Any tips for the Nine Days, which start this week?
Sure, check out my Nine Days tips listed below:
Think outside the (macaroni and cheese) box.
- Fish: Make it exciting, though. For example, make fish kabobs or fish burgers. Make a kani salad or even make your own sushi. Try a different type of fish instead of the typical salmon and tilapia.
- Veggie burgers: Dr. Praeger’s or Morning Star are good selections.
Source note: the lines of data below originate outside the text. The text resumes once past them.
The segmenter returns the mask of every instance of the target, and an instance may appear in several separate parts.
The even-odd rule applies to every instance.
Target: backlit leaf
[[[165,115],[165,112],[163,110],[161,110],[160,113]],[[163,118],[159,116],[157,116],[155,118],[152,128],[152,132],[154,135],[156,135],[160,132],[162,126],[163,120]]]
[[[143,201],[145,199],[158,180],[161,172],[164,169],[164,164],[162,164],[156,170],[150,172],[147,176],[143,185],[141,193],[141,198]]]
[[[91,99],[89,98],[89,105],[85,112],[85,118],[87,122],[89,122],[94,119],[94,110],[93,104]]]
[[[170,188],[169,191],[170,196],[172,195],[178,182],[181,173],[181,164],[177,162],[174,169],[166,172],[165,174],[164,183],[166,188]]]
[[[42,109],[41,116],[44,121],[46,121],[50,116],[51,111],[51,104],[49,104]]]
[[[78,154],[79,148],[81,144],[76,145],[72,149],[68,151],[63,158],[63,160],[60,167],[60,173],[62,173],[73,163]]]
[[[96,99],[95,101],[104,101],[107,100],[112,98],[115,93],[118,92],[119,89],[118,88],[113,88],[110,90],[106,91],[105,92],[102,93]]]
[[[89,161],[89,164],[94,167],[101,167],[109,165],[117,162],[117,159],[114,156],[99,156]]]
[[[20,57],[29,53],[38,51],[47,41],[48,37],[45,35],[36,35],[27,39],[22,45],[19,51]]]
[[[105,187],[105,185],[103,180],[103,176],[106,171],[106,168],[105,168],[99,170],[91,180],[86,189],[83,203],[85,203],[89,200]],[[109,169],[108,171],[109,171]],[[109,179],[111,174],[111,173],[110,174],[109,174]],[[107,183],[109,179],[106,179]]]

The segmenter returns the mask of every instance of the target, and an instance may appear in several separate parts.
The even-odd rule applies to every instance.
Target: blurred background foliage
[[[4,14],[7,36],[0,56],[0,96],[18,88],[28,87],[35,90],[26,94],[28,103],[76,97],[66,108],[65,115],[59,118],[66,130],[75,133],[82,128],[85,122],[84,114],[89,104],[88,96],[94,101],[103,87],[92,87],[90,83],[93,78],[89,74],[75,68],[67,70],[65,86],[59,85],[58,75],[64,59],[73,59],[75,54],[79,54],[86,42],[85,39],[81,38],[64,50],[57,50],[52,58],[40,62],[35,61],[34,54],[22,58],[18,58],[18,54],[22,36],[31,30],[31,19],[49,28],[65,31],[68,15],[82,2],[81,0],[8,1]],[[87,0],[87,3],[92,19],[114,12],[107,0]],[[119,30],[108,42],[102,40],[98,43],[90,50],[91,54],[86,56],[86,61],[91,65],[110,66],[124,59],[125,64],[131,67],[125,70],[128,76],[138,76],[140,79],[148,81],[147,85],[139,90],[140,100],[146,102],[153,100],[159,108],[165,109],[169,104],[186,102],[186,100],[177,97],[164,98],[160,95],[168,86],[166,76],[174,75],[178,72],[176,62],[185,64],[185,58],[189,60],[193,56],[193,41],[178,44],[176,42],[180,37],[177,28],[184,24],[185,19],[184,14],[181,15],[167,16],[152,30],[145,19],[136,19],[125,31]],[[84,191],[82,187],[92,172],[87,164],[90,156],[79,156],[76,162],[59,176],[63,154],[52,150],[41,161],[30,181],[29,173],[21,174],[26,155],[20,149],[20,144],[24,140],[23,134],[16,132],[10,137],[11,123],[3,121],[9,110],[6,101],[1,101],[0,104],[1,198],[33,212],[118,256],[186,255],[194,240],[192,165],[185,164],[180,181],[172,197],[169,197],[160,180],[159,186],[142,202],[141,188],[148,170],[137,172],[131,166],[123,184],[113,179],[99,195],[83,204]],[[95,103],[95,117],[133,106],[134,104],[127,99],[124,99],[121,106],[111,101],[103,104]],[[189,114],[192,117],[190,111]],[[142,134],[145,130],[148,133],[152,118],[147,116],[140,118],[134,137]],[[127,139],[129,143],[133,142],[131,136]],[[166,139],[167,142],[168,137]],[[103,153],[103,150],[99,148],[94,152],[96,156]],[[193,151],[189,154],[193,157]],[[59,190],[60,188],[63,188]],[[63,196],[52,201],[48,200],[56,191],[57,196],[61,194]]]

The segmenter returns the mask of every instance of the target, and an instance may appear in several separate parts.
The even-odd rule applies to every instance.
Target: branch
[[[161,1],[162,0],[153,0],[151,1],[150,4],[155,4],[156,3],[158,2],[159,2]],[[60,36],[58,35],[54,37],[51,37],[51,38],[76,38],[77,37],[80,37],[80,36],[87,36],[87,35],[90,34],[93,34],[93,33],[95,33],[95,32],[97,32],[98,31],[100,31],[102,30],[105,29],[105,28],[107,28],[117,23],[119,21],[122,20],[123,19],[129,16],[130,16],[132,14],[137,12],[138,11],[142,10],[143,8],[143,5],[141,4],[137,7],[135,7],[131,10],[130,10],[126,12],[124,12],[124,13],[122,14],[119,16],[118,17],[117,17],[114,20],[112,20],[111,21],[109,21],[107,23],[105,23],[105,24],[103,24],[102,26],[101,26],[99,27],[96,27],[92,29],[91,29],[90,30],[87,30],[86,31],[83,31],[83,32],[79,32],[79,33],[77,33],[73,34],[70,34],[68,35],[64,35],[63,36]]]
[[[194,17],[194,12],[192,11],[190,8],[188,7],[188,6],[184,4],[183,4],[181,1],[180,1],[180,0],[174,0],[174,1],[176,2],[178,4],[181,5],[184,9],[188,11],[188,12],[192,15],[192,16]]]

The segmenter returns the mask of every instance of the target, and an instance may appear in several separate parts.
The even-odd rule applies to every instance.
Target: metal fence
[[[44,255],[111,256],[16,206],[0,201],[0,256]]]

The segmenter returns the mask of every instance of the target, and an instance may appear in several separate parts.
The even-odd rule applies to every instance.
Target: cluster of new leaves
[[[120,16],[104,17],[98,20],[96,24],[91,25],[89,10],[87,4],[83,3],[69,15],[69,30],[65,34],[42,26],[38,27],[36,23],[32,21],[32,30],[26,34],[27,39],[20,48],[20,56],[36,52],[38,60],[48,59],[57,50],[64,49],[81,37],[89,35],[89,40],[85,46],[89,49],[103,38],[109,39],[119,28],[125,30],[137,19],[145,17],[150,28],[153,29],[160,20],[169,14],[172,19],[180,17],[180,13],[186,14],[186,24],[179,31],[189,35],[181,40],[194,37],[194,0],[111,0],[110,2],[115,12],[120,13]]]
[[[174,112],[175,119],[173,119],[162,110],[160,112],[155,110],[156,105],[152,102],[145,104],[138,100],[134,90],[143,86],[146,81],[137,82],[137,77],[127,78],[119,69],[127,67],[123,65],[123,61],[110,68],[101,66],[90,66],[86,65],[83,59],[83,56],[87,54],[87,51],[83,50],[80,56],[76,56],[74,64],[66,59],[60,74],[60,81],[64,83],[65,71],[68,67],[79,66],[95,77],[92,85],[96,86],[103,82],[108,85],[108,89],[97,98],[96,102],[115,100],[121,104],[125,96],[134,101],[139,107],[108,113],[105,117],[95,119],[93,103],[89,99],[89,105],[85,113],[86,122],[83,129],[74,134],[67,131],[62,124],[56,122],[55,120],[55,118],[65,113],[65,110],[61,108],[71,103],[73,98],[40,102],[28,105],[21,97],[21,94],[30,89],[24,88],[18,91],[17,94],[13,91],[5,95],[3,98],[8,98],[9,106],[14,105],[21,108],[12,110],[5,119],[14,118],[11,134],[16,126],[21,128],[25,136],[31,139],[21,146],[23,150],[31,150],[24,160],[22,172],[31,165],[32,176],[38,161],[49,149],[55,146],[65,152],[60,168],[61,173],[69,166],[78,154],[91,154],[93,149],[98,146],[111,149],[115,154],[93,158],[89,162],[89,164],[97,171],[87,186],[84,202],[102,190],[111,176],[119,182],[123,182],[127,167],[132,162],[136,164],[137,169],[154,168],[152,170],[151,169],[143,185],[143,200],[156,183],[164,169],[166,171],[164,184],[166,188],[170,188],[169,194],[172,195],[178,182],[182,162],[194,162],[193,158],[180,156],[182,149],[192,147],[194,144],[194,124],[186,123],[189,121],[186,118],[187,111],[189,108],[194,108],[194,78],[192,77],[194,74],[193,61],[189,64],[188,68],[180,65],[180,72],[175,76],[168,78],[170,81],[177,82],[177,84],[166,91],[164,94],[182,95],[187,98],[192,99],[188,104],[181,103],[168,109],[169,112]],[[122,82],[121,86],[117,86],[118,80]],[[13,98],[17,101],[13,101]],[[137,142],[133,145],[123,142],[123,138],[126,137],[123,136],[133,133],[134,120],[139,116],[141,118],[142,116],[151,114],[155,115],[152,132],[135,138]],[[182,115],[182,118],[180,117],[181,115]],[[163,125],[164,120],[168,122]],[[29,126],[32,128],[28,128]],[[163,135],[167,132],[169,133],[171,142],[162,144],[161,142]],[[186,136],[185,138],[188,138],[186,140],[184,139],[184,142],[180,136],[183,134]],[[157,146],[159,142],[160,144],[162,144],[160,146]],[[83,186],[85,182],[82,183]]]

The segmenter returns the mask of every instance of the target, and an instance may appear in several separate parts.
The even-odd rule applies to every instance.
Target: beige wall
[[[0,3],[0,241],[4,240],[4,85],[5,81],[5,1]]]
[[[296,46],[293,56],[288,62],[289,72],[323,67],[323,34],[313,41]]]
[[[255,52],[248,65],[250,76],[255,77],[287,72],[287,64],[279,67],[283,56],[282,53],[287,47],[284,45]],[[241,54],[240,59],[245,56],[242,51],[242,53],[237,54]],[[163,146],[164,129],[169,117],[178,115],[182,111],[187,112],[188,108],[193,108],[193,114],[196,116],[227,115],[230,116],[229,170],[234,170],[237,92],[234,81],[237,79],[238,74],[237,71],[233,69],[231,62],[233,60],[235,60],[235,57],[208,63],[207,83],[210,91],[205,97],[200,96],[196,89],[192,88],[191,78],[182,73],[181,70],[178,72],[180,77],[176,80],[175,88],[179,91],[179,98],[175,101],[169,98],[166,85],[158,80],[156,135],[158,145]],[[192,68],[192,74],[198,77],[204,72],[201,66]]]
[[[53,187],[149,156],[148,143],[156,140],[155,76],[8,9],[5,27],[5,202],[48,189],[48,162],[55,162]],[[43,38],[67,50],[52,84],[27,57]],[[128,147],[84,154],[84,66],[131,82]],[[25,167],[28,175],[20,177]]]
- Omelets are not just for breakfast anymore. Get creative by making a shakshuka (Israeli style), for example.
- Low-fat cheese: You can make a spinach or broccoli sauté using PAM and add in reduced-fat cheese. Or take a baked potato, top with broccoli, and add cheese on top to melt.
- Reduced-fat peanut butter: Spread onto an apple, celery sticks, or baby carrots for a delicious snack/mini meal.
- Drink your protein: A cup of milk or a light yogurt can be a protein, so make a smoothie using fruits and either milk or yogurt.
- Falafel: Dagim makes frozen falafel balls that are low in calories and fat. Four to five balls count as a protein.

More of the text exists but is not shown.